That’s right, nearly three years after the sweeping promises about Chinese-style bullet trains, not a single yard of HSR has been put down. We didn’t get the high-speed bus system The Onion proffered as a post-austerity alternative either. :P

The below AC 360 segment, “Keeping Them Honest,” explains where the billions in funding Congress appropriated for high-speed rail went. It all went to slow rail. As is also true of the news stories that I share on Twitter, I don’t always agree with everything in a given article I post, and in the case of this “Keeping Them Honest” segment, I don’t agree with CNN reporter Drew Griffin that allocating federal funding to make extant Amtrak routes less slow is “a boondoggle,” nor is the general thrust of the report that the entire thing is a shameful waste of taxpayer dollars representative of my point of view. I know people who use that very Vermont route, and those routes need funding too. But Drew Griffin is RIGHT that the Obama Administration and President Obama himself promised Americans high-speed rail, on camera, numerous times, and so far it’s a promise they’ve not kept; the only project the U.S. Department of Transportation (DOT) allotted HSR funding for that can actually be construed as high-speed rail, is the California High-Speed Rail Authority (CHSRA) project to connect San Francisco to Los Angeles with a one-way travel time of at least 2 hours and 40 minutes, and it’s been bogged down with NIMBY (Not In My Back Yard) lawsuits and red tape so severely that not a single track has been laid. He’s RIGHT to ask, “you’ve promised us bullet trains like the Europeans and Japanese have had since the 1980s; where’s the high-speed rail?” Why can’t we have nice things?
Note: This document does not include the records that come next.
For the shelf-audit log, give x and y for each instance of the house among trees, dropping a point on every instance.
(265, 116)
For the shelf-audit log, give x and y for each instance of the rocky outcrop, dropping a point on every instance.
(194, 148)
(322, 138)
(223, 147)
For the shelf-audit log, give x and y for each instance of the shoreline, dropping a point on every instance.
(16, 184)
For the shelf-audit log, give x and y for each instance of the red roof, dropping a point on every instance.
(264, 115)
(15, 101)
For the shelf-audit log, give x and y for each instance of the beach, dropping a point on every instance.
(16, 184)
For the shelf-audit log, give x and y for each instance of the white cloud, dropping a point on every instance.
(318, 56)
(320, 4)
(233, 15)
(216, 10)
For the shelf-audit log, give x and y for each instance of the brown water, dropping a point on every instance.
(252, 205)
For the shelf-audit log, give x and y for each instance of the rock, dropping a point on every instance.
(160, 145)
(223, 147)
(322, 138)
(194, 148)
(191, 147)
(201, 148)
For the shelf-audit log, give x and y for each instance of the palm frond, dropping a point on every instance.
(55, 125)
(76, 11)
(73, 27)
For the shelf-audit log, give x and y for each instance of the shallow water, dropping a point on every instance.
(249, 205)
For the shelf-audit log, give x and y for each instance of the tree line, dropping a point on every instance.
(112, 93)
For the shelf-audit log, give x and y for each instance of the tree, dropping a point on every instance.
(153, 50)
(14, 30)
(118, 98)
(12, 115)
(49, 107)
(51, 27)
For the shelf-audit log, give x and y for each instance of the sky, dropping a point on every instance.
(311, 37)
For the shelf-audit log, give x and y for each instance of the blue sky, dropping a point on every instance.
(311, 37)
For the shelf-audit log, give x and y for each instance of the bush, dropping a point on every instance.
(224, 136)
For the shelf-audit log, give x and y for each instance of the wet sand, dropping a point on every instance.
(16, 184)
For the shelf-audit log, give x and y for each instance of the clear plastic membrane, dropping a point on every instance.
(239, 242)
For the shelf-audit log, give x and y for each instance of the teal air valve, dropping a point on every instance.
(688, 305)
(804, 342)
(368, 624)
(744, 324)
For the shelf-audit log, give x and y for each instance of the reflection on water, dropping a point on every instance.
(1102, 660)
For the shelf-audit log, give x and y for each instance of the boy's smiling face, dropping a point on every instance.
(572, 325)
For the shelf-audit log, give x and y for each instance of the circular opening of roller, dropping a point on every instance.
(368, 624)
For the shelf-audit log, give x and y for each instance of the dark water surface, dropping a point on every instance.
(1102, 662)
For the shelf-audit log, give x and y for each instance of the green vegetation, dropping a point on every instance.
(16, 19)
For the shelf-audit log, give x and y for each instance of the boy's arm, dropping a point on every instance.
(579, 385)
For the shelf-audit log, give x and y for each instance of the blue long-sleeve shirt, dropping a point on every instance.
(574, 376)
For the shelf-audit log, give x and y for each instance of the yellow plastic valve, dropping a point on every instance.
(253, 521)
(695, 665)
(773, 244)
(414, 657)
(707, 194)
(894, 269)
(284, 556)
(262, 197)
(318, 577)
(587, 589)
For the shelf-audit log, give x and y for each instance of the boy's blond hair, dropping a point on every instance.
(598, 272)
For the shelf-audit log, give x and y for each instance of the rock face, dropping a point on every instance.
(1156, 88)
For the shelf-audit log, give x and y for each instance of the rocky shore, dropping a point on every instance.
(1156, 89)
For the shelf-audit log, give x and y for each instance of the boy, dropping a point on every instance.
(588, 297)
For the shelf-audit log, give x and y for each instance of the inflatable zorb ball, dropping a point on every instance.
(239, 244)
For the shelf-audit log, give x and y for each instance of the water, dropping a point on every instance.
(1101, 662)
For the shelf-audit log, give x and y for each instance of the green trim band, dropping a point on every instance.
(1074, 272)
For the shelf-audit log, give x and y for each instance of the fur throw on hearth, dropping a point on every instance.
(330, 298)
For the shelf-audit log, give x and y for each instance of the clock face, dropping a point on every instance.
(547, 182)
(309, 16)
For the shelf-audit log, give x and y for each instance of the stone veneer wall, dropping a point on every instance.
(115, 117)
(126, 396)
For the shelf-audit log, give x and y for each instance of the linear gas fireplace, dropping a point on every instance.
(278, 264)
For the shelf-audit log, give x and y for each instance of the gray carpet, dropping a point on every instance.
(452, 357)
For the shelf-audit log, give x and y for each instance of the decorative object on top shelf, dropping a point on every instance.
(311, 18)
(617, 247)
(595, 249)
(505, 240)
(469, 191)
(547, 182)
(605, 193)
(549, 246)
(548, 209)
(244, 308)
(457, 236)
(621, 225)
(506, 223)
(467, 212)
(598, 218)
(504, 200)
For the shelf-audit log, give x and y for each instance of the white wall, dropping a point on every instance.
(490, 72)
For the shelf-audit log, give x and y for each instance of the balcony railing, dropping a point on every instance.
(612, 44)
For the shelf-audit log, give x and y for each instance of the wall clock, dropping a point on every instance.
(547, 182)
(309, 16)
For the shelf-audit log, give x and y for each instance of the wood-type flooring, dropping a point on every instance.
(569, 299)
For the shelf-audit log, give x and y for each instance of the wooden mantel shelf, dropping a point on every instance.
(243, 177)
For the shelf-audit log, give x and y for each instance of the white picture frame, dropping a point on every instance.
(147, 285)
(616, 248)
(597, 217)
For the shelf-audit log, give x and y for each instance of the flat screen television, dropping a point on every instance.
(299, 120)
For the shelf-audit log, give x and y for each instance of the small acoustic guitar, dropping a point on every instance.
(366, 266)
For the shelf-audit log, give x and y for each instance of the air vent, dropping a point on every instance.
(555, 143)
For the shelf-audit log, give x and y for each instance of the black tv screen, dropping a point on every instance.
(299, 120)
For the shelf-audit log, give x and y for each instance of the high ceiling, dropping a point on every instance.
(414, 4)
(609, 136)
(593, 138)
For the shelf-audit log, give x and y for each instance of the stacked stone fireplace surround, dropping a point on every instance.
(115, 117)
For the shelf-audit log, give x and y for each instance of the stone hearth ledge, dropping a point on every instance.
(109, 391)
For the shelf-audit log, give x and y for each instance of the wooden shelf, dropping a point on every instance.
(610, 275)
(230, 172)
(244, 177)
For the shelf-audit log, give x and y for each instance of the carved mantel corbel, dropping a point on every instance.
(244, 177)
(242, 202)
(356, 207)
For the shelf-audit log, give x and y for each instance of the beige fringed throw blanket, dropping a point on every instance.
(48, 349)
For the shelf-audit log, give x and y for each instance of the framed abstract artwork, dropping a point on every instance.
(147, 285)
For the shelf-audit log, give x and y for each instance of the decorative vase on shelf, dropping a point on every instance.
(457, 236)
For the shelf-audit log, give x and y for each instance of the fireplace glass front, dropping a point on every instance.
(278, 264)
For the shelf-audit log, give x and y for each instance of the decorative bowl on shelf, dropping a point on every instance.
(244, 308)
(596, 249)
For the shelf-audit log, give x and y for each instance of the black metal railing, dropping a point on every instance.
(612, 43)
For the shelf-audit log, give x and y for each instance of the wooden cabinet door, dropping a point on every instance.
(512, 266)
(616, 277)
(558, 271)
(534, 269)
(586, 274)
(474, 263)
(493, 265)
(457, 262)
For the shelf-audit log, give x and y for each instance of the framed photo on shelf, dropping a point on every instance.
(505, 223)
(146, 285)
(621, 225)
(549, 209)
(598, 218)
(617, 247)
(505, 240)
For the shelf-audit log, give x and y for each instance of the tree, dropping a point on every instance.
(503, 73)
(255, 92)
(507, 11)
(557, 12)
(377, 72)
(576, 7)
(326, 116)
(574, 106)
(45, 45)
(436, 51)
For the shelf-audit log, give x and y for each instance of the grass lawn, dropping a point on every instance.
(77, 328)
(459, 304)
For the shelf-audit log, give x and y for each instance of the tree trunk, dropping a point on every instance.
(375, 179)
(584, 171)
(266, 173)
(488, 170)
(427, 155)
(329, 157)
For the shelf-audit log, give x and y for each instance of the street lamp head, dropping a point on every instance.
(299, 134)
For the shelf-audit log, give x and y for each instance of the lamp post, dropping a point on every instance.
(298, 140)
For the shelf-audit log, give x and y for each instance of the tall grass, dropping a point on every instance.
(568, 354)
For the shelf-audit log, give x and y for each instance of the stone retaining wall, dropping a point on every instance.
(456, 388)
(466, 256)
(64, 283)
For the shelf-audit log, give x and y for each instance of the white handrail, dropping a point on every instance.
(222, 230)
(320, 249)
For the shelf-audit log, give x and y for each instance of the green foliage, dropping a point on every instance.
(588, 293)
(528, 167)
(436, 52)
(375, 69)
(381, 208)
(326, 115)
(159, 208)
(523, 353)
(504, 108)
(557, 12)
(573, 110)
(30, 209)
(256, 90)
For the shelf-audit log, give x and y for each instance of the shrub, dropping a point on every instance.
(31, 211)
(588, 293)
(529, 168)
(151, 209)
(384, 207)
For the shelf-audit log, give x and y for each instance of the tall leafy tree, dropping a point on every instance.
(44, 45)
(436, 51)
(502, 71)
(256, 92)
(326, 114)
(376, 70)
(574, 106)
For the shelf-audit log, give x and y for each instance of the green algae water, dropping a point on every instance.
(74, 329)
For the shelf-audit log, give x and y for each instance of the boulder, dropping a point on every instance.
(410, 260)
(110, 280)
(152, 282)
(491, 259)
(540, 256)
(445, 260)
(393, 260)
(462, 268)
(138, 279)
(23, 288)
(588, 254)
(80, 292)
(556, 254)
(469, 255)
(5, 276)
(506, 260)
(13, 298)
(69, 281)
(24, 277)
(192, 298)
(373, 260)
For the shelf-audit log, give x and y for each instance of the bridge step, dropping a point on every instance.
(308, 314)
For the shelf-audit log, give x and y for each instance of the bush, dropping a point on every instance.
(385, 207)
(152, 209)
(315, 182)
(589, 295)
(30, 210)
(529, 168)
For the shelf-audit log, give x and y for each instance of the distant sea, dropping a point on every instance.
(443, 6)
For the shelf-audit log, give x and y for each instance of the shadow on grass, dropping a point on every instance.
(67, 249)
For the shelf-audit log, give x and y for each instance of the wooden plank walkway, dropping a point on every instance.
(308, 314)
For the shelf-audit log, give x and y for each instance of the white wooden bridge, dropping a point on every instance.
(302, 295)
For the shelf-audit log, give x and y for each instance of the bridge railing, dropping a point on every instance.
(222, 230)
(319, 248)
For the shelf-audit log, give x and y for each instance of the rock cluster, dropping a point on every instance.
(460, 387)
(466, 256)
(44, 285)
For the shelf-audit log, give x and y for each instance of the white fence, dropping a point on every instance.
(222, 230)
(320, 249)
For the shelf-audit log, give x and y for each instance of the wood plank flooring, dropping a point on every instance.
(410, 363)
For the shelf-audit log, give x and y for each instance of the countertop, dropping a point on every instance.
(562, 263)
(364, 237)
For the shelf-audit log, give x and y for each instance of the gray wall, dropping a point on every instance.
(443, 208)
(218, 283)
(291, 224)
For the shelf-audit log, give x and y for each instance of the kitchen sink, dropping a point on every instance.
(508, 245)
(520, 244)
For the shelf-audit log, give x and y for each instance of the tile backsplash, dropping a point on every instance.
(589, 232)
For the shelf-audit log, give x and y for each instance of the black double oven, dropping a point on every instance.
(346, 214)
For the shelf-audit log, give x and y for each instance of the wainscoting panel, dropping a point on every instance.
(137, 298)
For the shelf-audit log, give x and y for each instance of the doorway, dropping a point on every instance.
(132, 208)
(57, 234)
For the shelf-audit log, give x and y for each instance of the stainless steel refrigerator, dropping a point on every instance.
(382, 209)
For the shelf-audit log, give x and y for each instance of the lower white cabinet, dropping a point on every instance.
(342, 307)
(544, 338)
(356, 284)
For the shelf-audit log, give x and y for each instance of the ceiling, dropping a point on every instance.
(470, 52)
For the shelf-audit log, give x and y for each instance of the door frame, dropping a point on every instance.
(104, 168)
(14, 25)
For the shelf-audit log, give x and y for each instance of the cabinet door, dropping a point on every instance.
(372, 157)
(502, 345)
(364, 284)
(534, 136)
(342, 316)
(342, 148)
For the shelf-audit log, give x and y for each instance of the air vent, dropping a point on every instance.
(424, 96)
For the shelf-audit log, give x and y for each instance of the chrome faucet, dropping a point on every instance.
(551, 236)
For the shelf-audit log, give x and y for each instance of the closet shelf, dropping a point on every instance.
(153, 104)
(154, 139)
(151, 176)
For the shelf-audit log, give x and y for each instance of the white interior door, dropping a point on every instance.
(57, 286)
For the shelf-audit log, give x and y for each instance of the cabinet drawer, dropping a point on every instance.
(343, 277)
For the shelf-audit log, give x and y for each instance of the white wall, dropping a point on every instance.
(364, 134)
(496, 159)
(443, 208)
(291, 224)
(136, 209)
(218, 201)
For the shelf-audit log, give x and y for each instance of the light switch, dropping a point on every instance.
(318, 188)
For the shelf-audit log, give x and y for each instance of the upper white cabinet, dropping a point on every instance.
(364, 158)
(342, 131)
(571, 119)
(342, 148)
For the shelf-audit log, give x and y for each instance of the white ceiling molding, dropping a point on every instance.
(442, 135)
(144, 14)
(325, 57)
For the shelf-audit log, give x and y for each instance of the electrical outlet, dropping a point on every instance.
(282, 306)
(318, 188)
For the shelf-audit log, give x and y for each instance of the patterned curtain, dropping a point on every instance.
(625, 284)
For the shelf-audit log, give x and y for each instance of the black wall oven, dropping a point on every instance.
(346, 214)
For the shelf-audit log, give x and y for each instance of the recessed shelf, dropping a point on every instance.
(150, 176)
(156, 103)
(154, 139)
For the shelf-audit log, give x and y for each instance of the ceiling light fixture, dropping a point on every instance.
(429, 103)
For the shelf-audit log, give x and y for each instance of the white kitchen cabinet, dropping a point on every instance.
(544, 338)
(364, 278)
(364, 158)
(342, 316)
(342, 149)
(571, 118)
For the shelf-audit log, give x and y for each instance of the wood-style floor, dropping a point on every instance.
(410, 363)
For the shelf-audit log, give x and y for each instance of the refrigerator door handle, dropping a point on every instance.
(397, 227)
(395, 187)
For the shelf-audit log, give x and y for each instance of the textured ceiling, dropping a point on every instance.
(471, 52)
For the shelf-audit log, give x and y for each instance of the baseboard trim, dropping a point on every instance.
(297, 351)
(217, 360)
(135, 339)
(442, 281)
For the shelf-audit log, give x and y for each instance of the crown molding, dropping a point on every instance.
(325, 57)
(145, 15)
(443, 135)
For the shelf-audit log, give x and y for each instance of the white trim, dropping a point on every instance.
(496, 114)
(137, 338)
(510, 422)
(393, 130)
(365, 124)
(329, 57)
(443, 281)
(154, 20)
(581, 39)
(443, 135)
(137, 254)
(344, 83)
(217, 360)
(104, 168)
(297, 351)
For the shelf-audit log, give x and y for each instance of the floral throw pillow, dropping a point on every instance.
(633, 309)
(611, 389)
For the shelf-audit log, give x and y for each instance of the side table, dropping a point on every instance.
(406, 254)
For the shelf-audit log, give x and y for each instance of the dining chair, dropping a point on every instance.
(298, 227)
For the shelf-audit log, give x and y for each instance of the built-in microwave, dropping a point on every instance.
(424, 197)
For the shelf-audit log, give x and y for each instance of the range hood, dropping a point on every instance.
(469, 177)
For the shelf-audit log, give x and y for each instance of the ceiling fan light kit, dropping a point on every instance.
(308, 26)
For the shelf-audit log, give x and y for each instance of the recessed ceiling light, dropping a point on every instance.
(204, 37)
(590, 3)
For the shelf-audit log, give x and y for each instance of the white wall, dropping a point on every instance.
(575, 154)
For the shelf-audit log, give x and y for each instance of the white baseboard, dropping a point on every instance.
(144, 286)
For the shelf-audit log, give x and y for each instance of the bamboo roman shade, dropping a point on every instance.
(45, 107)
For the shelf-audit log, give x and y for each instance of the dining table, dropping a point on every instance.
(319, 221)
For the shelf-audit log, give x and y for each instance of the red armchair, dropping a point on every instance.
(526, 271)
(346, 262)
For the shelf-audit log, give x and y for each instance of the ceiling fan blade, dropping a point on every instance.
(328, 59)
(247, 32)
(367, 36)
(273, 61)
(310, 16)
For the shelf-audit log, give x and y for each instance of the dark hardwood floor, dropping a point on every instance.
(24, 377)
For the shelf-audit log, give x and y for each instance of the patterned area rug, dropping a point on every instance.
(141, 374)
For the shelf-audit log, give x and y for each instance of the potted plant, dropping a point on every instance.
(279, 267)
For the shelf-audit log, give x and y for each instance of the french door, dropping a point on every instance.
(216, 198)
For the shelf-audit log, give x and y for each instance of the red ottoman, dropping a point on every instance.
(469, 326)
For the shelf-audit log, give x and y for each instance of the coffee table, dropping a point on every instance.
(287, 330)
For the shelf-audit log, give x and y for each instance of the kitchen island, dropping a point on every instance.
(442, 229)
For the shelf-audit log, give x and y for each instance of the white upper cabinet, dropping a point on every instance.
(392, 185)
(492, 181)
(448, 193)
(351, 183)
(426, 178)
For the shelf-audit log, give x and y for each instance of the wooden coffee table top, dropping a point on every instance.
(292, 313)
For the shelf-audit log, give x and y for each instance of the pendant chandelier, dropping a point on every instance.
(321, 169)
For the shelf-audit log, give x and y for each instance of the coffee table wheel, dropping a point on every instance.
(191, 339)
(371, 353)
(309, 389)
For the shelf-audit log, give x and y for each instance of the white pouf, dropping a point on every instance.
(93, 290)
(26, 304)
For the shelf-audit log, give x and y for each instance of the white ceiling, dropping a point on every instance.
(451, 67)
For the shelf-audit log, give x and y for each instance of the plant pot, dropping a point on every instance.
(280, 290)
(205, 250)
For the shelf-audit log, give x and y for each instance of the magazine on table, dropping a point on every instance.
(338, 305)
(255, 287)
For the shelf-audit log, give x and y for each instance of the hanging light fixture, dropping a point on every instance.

This high-profile failure to deliver public transportation technology that Americans need should trigger much more discussion. Why is the executive branch unable to deliver on its promises, even after Congress appropriated the funding necessary? We need to discuss the general direction here, because we’re headed for eight years of Democrats running the executive branch and still our trains are stuck at 1950s speeds, we have a 1950s power grid, and our existing transportation infrastructure (rail, roads, highways, bridges, airports, ports) got a D+ for 2013 from the American Society of Civil Engineers (ASCE). At least one of America’s bridges may crumble this year and lead to a mass casualty event. It feels like MALAISE.

The California High-Speed Rail Authority (CHSRA) is now evidently so chastened by ridiculous NIMBY lawsuits arguing the deleterious effects of high-speed trains on “aesthetics,” that they’ve begun to move forward with a pared down, slow-speed rail plan that they promise is only temporary (the “blended plan,” they call it). The founder and former head of CHSRA has now come out against this plan, since it doesn’t meet the Prop 1A ballot initiative’s requirements for true high-speed rail. If truly rapid transit for the masses, and all its social and economic benefits, can be thwarted long-term by some wanker micro-minority concerned about—not environmental impact, since rail reduces pollution vs. cars and buses—aesthetic impact alone, then that says something very distressing about where we are headed.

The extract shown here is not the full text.